Norite is a dark coloured intrusive igneous rock, sometimes called black granite, which is something of a misnomer, because it is more like a gabbro than a granite.
Norite is most often used as a decorative stone, particularly as polished slabs for buildings and for memorials in cemeteries. A notable Sydney example is the iconic Qantas House building, opened in 1957. The NRG understands that Adelong Norite was also quarried for use in both old and new parliament houses in Canberra. Most recently, it has been used by well-known Austrian sculptor Andreas Buisman to create beautiful works of art. For example, a large specimen (about 9 tonnes), sculpted by Andreas, sits on the grave of the famous eye surgeon, Fred Hollows, in Bourke in northwestern NSW.

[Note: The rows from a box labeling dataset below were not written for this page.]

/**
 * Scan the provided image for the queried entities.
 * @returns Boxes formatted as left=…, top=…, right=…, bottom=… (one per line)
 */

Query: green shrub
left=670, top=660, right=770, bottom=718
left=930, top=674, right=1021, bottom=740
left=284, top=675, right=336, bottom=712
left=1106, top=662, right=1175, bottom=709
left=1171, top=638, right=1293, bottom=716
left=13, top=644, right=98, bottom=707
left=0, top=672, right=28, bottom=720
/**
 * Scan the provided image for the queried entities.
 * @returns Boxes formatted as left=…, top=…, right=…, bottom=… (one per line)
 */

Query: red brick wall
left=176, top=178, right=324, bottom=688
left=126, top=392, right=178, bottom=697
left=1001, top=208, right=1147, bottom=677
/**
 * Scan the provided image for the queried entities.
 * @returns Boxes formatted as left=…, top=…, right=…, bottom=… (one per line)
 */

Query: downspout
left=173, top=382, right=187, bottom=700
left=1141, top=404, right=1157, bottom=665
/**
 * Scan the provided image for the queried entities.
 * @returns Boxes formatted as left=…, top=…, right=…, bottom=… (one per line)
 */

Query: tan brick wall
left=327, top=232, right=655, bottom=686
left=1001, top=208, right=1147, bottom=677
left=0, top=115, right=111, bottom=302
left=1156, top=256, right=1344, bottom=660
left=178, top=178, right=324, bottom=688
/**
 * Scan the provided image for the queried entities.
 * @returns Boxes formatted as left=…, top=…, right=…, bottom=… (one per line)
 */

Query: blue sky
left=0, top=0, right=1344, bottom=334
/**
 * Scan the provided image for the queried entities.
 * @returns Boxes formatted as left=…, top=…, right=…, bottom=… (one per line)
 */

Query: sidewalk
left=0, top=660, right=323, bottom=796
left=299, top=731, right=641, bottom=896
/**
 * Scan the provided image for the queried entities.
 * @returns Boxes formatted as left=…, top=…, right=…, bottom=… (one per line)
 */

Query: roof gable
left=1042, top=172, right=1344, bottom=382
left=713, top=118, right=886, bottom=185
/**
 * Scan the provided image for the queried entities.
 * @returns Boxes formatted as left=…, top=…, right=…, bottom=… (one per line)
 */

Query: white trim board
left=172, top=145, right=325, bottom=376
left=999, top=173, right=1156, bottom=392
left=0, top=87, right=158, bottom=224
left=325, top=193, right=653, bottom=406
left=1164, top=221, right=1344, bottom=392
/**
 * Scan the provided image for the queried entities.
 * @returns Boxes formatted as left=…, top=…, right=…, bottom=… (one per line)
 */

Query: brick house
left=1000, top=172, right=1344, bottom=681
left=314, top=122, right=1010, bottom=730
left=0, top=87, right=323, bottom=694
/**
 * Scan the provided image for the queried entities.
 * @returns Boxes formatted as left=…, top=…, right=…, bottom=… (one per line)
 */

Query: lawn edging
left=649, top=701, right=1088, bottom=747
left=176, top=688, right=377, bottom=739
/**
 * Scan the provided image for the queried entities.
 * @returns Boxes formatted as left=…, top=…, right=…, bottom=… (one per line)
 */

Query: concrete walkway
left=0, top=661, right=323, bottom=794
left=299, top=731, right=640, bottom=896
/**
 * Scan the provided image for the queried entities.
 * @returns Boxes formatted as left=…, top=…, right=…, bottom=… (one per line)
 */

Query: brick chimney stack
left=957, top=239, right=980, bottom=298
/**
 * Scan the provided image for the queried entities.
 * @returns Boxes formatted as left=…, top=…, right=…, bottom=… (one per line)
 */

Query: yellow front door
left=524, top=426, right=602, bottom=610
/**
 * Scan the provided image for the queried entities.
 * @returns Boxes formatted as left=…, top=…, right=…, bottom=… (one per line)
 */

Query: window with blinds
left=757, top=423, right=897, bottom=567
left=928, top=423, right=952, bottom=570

Further images of Andreas’ work can be viewed at http://www.andreas- buisman.com/andreas_buisman/pages/index.php.
Adelong is located 411 km south-west of Sydney via the Hume and Snowy Mountains Highways. It is 340 m above sea level. The gold mining history is displayed in the Adelong Alive Museum, which has an extensive collection of historic photographs and a lovingly created model of the Adelong Falls gold crushing mill, the Reefer Battery; see https://www.aussietowns.com.au/town/adelong-nsw. It is an ideal starting point for anyone wanting to understand the boom industry which drove the town’s economy from the 1860s until the outbreak of World War I when a combination of declining gold yields and a desire by the miners to head off to Europe to fight saw the end of gold mining in the district. Located in Tumut Street, it is open by appointment, phone (02) 6946 2417.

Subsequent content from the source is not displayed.